Salgo del quirófano ad hoc,
horadado y profanado en lo más íntimo, con la orden de volver mañana para ser
observado por el especialista en el asunto, sujeto que me aplicará un aparato
que se llamará todo lo rectoscopio que quiera, pero que no deja de ser un
fierro en el culo. En ese momento, el tipo de la uña encarnada, apoyándose
lastimosamente en uno de los talones, va también hacia la salida. Todavía no he
podido saber por qué, le sonrío diciéndole qué día, ¿no?, al tiempo que camino
con un ritmo que ya lo quisiera María Félix yendo al encuentro de su amante
para matarlo con pre-meditación y alevosía. Sorpresivamente, siento una de las
famosas puntadas y me agarro del desuñado para no caerme, gesto civil y sin
implicancias que el tipo interpreta como amor a primera vista, se me vuelve a
escapar otra sonrisa, actitud que no deja de empeorar las cosas y el tipo
–mufa, impotencia, dolor y asco mediante– levanta instintivamente el pie
desuñado y Bernabé Ferreyra en su tarde más gloriosa me encaja una patada en el
centro mismo del culo. Por un instante nos miramos, sorprendidos. Un segundo
después, los dos, al unísono, pegamos el grito inicial, el llamado de amor
indio, Tarzán navegando de liana en liana y convocando a todo el continente
africano con voz tomada por un intempestivo resfrío e inmediatamente damos
comienzo oficial al primer festival mundial de cante jondo, no sin matizarlo
con pasos de baile calé, y danza rabiosamente moderna, todo por bulerías.
En: El
fideo más largo del mundo, Capital Intelectual, 2008.
INDIVIDUAL práctico Te recuerdo como eras en el último
otoño - Bernardo Jobson
1- ¿En qué escenarios
sucede la historia? ¿Cómo es su narrador?
2- ¿Cómo son los
personajes que aparecen en la historia?
3- a. ¿Qué problema
tiene el protagonista y que obstáculos enfrenta para solucionarlo?
b. ¿Qué
términos y situaciones asocian con una ciencia en particular? ¿Cuál? ¿Qué términos
se toman a risa de esa ciencia? ¿Qué neologismos aparecen y asociados a qué?
4- A- El personaje enfrenta
escenas de pudor: describe algunas de ellas. B- Además se lo asocia a la
homosexualidad: ¿por qué razones?
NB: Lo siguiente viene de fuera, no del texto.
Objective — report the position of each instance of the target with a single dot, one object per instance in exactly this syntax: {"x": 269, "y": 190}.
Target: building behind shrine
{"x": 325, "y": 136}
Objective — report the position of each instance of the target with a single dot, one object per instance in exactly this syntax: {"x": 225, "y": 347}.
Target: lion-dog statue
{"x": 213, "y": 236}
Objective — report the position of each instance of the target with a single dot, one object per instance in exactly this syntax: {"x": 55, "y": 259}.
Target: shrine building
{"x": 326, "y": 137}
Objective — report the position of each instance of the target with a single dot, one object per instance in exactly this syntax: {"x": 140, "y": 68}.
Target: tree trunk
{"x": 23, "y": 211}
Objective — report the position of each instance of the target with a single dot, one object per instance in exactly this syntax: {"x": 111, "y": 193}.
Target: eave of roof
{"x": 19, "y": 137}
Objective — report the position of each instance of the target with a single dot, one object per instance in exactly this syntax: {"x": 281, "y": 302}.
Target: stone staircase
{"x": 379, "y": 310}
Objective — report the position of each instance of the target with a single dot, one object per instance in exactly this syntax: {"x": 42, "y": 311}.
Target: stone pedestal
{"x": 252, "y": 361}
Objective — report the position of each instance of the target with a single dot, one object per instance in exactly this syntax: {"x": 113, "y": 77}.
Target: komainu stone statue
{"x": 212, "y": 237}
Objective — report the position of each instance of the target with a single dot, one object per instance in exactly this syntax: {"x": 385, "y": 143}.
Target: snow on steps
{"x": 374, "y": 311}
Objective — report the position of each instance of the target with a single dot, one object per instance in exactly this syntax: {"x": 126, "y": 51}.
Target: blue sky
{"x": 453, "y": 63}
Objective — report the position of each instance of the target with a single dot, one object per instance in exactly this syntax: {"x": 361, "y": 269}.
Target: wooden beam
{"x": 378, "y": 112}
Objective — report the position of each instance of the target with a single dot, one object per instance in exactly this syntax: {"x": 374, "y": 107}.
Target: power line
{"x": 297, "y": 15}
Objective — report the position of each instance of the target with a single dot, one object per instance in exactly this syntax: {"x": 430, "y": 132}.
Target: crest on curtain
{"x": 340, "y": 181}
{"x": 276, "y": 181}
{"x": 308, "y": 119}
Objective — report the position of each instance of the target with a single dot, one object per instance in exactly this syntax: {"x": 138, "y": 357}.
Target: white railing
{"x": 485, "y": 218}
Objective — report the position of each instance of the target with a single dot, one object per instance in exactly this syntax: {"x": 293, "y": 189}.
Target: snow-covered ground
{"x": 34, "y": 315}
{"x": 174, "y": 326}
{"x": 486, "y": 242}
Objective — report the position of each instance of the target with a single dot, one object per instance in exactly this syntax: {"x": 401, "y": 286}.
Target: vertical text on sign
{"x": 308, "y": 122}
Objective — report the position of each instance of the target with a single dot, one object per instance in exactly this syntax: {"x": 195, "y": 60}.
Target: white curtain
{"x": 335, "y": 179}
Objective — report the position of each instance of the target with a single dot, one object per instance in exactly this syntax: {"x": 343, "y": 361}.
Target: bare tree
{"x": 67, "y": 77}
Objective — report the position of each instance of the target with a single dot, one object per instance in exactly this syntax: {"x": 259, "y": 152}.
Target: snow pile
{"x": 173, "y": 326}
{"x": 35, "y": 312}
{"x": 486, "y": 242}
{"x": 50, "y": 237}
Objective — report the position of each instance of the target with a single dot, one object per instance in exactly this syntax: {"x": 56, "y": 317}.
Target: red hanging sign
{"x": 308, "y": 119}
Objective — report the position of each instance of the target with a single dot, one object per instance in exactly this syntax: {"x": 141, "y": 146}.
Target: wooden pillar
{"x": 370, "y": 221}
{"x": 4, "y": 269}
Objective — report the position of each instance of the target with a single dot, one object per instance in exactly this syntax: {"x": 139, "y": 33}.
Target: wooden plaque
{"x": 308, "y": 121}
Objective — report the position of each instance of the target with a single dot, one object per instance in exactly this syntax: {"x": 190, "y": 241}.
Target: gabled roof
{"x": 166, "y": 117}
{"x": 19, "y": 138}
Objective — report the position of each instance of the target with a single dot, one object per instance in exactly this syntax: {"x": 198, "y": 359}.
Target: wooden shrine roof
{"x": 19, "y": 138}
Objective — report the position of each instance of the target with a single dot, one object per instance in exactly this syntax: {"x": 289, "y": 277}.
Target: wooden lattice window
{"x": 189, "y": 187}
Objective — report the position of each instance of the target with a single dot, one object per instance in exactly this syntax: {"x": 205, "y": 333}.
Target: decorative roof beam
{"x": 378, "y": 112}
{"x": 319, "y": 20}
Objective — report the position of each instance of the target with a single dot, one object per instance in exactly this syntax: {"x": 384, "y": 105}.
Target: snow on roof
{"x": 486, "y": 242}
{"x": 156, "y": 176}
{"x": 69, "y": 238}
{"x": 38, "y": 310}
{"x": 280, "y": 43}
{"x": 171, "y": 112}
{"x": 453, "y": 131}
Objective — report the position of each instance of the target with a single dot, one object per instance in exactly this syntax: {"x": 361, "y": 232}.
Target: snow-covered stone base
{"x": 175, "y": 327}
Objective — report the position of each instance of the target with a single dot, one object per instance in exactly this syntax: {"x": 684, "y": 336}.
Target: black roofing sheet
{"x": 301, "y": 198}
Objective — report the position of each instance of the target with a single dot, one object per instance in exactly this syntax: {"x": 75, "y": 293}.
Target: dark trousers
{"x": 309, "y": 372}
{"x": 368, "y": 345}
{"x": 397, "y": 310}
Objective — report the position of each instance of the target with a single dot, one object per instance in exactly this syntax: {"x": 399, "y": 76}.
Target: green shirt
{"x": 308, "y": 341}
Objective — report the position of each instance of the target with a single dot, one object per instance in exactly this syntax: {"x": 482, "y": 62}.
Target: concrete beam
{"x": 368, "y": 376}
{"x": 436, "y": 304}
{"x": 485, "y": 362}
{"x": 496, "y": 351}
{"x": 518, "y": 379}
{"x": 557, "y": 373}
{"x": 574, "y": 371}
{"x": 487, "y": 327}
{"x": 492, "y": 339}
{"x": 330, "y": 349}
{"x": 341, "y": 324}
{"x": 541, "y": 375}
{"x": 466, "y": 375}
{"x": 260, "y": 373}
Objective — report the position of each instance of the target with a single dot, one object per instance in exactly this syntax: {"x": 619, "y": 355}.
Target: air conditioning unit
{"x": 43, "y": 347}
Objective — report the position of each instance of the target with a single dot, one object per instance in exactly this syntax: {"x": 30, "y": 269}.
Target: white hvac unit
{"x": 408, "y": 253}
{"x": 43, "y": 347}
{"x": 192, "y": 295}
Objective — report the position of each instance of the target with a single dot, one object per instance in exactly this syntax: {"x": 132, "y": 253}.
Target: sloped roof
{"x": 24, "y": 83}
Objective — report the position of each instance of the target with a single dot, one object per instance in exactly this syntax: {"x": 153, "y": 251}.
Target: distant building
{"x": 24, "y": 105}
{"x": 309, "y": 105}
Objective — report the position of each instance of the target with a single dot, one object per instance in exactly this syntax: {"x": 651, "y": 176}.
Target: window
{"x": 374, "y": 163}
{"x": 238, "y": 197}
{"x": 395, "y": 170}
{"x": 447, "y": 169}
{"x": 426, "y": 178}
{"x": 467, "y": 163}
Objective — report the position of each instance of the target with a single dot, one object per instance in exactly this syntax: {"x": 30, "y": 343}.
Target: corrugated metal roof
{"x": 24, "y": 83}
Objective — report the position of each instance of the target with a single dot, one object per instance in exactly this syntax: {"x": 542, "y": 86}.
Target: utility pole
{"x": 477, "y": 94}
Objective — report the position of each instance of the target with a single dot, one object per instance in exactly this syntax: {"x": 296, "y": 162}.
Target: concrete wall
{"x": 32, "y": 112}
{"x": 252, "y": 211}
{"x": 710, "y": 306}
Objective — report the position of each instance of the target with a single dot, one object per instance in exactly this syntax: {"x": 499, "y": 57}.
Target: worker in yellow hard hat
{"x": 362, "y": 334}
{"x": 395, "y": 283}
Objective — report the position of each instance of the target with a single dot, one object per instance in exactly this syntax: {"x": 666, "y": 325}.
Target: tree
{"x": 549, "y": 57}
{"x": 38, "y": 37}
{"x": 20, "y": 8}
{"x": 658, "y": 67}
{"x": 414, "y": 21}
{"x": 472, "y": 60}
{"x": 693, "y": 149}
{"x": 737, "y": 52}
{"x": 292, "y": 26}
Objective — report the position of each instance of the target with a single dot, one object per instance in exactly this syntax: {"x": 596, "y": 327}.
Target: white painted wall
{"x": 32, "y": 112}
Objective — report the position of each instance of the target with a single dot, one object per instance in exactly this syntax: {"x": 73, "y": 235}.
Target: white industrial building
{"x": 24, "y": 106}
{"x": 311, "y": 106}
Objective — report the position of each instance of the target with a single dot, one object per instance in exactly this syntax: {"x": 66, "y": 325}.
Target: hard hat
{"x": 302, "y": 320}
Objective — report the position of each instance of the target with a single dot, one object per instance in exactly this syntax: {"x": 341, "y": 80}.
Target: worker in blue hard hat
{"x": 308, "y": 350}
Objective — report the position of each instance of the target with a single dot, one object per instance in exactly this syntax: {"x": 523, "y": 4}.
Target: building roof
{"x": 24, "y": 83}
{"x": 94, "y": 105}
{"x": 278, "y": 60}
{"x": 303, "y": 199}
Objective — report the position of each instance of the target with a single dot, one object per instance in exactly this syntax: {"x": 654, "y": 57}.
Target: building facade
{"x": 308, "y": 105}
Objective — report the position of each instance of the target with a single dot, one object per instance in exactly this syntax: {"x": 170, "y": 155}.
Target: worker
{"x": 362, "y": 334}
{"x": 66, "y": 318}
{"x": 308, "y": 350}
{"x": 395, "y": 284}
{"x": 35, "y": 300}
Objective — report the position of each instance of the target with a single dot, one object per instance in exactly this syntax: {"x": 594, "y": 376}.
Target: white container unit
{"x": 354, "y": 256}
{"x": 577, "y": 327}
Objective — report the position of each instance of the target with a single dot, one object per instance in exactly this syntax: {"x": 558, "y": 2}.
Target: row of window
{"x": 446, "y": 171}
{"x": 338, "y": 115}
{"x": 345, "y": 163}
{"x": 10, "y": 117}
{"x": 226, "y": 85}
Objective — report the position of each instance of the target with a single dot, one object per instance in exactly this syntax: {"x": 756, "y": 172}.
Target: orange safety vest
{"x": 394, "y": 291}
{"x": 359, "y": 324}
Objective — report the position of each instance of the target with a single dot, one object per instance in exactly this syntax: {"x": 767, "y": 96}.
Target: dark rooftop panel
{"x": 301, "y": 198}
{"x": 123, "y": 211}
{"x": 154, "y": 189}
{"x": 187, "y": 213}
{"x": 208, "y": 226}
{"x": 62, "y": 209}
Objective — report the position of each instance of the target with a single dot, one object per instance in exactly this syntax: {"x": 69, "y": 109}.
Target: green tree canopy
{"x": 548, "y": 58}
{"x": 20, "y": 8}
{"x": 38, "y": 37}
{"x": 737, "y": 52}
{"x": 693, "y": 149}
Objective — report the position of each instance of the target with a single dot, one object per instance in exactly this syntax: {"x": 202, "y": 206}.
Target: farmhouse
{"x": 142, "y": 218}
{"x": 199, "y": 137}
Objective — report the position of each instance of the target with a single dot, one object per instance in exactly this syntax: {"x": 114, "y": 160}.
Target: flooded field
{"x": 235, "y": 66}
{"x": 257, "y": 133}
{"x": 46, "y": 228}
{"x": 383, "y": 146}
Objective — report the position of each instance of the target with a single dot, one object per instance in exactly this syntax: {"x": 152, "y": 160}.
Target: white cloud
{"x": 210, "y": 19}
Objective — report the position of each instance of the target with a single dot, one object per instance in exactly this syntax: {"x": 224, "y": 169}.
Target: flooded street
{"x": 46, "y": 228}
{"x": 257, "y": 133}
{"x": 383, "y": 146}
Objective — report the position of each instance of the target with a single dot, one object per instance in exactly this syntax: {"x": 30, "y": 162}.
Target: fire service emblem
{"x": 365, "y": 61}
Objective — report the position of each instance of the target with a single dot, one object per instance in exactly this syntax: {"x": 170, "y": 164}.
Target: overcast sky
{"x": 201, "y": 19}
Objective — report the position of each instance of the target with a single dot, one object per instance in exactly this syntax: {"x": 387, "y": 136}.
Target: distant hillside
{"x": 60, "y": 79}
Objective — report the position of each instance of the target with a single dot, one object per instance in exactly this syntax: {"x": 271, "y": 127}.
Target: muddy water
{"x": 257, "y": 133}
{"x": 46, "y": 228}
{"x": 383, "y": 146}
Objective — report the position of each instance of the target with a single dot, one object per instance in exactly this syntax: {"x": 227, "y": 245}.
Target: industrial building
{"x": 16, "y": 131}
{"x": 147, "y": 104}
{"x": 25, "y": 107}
Realiza una lista con 5 puntos para hombre y
otros 5 para mujer en donde se confundan situaciones como de carácter homosexual.
5- El cuento es de
humor: ¿Qué cosas sostienen ese humor?
6- Realiza una lista de
5 cosas o situaciones que pueden causar risa o de situaciones embarazosas.
7- ¿Qué función cumple
la risa en este cuento?
8- Recuerda una anécdota
en donde una confusión haya derivado en una situación graciosa.
9- Crea un cuento de
humor asociado a alguna situación o ciencia, profesión, oficio en particular.